Hayat pamuk şekeri değilmiş anne
Çok zor meslekmiş insan olmak.
Yaşayabilmek boynuna geçirilen binlerce halatın düğümleri çözülür umuduyla,
Tabureye nekadar sıkı basarsam, okadar korkmalıymışım meğer tekme atılmasından..
Büyüdükçe küçülüyormuş etrafındakiler..
Büyüdükçe çirkinleşiyormuş, yalanlar yorgan oluyormuş ihanetlere.
Zedeleniyormuş güven dedikleri kan damlamadığından farketmiyormuşsun olanları..
Sadece derin bir sızı hissettiriyormuş, senelerce neden aratan bir ağrı.
Ve küçükken senden uzaklaşma hissim,
Büyüdükçe daha çok bağlıyormuş beni sana.
Tek gerçeğim olduğunu kanıtlıyormuş, öğrendiğim yalanlar..
Hayat gazoz kapağından bozma kesici oyuncaklardan korkmak değilmiş anne..

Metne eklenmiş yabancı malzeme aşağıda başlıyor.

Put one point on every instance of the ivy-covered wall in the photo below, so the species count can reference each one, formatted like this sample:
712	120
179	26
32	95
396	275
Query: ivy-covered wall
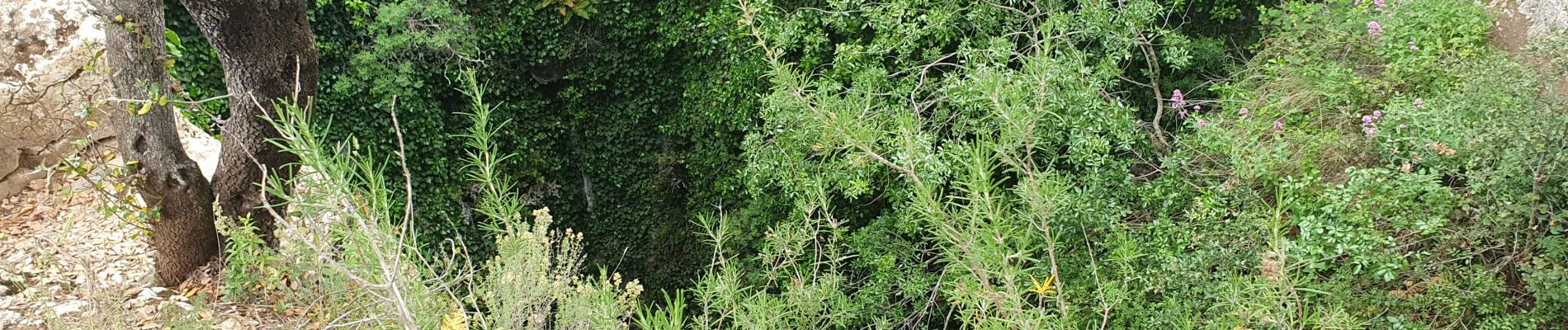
626	116
626	122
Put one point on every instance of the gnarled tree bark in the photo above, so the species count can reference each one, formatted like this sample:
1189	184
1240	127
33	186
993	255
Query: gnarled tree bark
184	235
268	55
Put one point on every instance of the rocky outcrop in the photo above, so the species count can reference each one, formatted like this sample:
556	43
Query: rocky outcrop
47	82
1520	21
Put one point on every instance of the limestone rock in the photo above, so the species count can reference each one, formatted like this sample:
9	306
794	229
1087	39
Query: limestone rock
46	83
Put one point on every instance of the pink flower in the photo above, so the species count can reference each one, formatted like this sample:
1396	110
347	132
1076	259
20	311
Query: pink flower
1178	101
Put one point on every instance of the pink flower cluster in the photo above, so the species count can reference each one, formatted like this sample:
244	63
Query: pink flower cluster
1369	122
1376	30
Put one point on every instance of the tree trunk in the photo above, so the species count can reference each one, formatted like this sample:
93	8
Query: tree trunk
184	237
268	55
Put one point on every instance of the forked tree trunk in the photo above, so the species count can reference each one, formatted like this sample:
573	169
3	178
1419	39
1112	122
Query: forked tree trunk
268	55
184	237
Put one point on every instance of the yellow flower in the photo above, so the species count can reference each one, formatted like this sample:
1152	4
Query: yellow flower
455	321
1043	288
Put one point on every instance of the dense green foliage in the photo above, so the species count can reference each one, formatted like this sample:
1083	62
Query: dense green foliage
965	165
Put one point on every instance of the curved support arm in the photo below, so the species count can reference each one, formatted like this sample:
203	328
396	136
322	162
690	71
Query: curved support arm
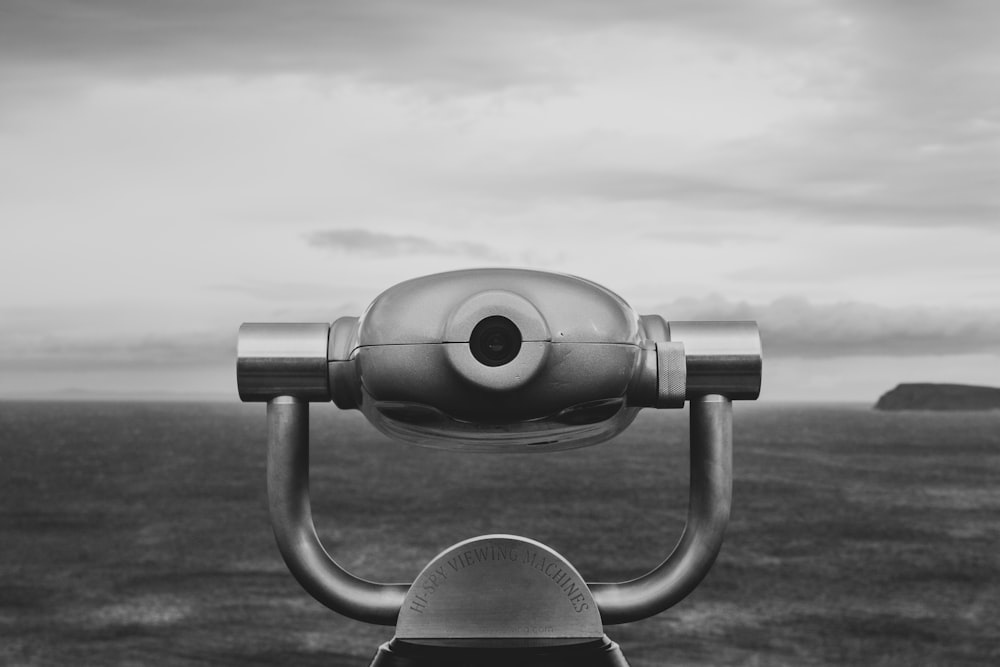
291	518
708	513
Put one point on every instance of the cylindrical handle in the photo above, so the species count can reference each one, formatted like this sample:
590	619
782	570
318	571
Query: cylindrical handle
283	360
722	357
291	519
708	513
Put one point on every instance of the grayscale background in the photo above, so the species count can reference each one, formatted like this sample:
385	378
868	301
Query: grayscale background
171	169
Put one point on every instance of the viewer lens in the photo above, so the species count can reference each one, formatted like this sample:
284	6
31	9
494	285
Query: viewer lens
495	341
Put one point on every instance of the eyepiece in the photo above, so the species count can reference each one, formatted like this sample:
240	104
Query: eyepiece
495	341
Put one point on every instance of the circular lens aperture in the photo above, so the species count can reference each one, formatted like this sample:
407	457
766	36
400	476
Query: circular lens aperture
495	341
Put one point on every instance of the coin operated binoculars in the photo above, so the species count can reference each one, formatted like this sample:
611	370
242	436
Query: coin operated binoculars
500	360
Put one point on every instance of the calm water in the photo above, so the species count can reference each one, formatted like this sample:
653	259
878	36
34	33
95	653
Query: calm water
137	534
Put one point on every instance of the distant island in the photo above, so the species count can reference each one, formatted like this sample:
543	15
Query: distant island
929	396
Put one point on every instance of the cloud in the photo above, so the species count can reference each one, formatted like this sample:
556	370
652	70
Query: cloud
384	246
68	354
794	327
473	45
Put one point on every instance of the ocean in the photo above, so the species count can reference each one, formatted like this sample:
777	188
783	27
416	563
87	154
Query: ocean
137	533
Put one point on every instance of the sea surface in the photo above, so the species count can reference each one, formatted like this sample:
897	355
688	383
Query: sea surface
137	534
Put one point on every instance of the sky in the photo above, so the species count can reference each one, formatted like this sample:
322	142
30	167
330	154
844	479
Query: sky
171	169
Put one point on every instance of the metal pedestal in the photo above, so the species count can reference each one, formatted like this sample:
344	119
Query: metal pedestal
591	653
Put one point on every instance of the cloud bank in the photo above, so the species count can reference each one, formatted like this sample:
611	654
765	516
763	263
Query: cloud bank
794	327
381	245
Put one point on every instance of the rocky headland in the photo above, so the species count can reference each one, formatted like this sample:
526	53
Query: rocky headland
930	396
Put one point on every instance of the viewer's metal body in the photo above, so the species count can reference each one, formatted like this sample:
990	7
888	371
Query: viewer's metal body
412	364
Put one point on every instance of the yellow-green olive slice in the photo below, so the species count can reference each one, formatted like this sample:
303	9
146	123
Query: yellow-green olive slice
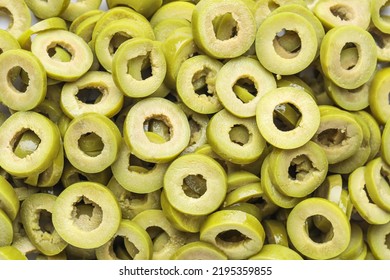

Dönen atlı karıncalardan daha miğde bulandırıcı bir Dünya varmış dönüp duran.
Ve kırmızıklı başlıklı kız, kurtulamazmış hiçbir kurdun elinden..
Hayat masal değilmiş anne..
"Mutlu son" dedikleri sevişme seanslarının salon ağzı gerçekte.
Adalet "Çıplak Krala" benziyor anne.
Soytarıların dilinde..
Hayat yok olan binbir umudun ardından dökülen gözyaşlarının son damlasına kadar saymak zorunda olduğun hiç bilinmeyenli bir denklemmiş..
Hep doğru cevap verdiğini sanarken kadere,
Tüm soruların yanlış olduğu gerçeği tokat gibi çarparmış yüzüne..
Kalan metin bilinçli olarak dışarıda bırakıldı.